Money = Happiness, but when it buys experiences - robg
http://psychcentral.com/blog/archives/2009/02/08/money-happiness-but-theres-a-catch/
======
TomOfTTB
This article really annoyed me.

Yes experiences can produce happiness in people who crave experiences but what
of people who don't?

For what my opinion is worth here is the story behind Money and Happiness:
Money does buy happiness but only if you really think through what your end
goal is. So the guy who buys a bunch of stuff with his money and isn't happy
didn't realize he was buying the stuff to get respect and that the stuff
wouldn't actually get him that result. So he ends up not happy. But that
doesn't mean he would be happy if he'd traveled Europe instead.
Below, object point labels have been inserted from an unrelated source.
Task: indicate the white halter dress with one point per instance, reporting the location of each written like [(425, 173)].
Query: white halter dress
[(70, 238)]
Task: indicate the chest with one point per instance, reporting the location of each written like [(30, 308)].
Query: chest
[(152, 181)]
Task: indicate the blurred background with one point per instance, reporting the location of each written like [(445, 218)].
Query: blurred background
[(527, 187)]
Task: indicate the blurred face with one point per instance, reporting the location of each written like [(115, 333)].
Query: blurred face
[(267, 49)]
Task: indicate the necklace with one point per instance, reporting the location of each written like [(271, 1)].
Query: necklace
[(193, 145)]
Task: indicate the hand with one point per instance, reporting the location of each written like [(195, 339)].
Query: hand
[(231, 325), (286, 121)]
Happiness is an individual pursuit. I'll give you an example from my own life
(if I might be so bold as to hold myself up as a template for happiness)

I think I've done pretty well for a guy in his 20s (I have a few hundred
thousand dollars to my name). That money makes me very happy. But you know
what I buy with it? Nothing. Zip. Nada. What I wanted out of life was the
freedom to do what I want. I love to program and I wanted to spend my time
trying to help the world. That money allows me to take a job where I make way
less than I could elsewhere and still be confident that I won't starve and
that I can retire someday if I want to.

Not an experience, not a possession but it makes me very happy because I
focused on what I wanted from my money and found a way to get that out of it.
That, to me, is how money buys happiness. There's not hard set rule like
"spend on experiences" it's just a matter of honestly asking yourself what you
really want and then logically finding a way to go after it.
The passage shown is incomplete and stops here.